By | Published on Friday 24 March 2023

Jimi Hendrix

Sony Music again this week argued that a copyright dispute with former members of the Jimi Hendrix Experience should be pursued in the courts in New York not London.

Lawsuits have been filed on both sides of the Atlantic, but – Sony’s legal rep said – the US case should be prioritised, because the outcome in that will “save time, money and resources” when it comes to the UK litigation.

This dispute is between Sony Music and the Jimi Hendrix estate on one side, and UK-based companies representing the estates of the other two members of the Jimi Hendrix Experience band – Noel Redding and Mitch Mitchell – on the other.

The latter claim they control rights in relation to the Experience catalogue which are being infringed by the Hendrix estate and its music distribution partner, which is Sony Music.

The Hendrix estate counters that, after Hendrix’s death in 1970, both Redding and Mitchell signed agreements via which they basically gave up any copyright or royalty claims in relation to recordings made by the Jimi Hendrix Experience in return for “significant monetary consideration”.

Neither Redding nor Mitchell ever subsequently raised any issues with those agreements while they were still alive.

But the Redding and Mitchell companies argue that the 1970s agreements didn’t actually see the two musicians assign any rights and only related to revenues generated by the recordings at that time, which obviously didn’t include any digital income.

Anticipating that the Redding and Mitchell companies were prepping legal action in the UK, the Hendrix estate and Sony Music filed legal action in New York seeking court confirmation that the 1970s agreements were still in force. The Redding and Mitchell companies then subsequently filed their own lawsuit with the courts in London.

Sony wants the UK case stayed pending the outcome of the US case. The Redding and Mitchell companies say that a legal battle involving British musicians enforcing rights under British copyright law shouldn’t have to wait for a US court to go through the motions.

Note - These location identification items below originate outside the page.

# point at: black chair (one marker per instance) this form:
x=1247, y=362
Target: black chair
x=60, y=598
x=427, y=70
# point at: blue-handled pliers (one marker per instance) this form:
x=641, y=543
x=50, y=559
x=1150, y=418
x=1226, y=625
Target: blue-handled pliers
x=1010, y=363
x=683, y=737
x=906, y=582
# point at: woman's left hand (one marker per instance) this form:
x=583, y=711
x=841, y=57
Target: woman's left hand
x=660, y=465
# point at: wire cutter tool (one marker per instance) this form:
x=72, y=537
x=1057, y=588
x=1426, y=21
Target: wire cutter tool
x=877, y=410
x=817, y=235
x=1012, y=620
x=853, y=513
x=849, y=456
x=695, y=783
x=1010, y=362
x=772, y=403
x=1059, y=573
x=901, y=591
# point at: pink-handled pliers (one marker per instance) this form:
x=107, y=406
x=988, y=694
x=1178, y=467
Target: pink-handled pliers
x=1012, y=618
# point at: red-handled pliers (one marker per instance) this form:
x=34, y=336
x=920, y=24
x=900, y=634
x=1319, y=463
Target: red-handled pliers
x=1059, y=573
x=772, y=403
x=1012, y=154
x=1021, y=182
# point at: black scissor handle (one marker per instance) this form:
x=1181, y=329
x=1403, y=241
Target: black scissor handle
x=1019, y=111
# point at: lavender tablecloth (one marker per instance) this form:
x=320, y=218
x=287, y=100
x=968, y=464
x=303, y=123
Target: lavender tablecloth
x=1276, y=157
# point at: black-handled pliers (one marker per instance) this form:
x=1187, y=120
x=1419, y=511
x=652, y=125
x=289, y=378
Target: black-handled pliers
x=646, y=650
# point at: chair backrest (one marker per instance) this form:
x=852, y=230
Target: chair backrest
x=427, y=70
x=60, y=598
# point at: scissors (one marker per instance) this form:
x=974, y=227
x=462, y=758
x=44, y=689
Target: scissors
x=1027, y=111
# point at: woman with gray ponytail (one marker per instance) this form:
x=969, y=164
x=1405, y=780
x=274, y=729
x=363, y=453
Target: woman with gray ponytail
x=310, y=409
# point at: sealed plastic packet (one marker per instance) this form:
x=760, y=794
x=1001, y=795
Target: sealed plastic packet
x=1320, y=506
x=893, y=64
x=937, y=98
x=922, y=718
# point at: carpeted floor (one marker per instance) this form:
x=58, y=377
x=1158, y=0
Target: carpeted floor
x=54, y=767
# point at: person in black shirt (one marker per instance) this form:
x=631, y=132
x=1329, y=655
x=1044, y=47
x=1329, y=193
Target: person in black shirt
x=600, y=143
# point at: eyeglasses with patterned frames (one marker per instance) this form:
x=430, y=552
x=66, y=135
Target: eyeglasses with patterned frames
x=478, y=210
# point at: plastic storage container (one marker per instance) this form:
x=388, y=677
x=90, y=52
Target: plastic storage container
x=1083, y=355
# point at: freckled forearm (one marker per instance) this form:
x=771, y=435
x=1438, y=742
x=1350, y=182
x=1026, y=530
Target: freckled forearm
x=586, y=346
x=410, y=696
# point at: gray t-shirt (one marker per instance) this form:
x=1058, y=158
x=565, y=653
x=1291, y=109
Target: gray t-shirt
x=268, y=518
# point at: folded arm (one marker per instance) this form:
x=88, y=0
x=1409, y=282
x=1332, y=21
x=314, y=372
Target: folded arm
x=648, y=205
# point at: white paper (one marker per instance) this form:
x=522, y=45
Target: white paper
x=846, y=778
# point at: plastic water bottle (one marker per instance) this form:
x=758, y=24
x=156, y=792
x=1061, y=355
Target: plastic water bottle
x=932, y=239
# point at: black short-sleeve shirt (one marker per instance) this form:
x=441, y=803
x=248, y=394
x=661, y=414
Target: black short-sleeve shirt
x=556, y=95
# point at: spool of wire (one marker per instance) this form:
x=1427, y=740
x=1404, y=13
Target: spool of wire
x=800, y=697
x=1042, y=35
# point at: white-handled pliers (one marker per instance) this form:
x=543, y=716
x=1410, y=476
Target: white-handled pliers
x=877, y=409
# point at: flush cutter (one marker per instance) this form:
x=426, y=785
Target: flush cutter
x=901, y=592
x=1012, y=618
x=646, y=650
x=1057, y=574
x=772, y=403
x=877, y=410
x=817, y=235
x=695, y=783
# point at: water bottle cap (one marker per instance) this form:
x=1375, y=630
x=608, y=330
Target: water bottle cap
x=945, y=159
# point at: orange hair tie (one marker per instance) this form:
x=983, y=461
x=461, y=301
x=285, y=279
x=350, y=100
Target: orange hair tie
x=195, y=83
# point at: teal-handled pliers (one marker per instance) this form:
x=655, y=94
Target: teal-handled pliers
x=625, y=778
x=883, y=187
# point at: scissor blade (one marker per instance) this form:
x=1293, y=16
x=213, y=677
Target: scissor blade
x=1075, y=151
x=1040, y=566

But Sony and the Hendrix estate say that the dispute here is really about the 1970s contracts, which were signed under American law.

The major also contends that insisting that the UK litigation should advance without obtaining a clear understanding from US courts about the implications of the 1970s contracts within the context of the modern music industry – while concurrently attempting to apply UK and European copyright laws to agreements under US jurisdiction – is neither efficient nor fair.

In the latest court hearing to consider those respective arguments, Sony Music’s legal rep Robert Howe said – according to Law360 – “this is a case where the New York court should be given due deference to proceed with and try the issue about the meaning and effect of the [1970s agreements]”.

“You will have a definitive ruling on what rights the estates have, and that will save time, money and resources here”, he added. “It is throwing sand into the eyes of the court to say that the releases must accept concepts of consent from EU law”.

Meanwhile, the legal rep for the Redding and Mitchell companies, Simon Malynicz, again stressed that digital exploitation of the Hendrix recordings was out of the scope of those old contracts, while adding: “There’s something unattractive about the New York court deciding the copyright claim of citizens of the UK purely because of the convenience of the US parties”.

Judge Edwin Johnson is expected to rule on whether or not the UK case should be stayed by late April.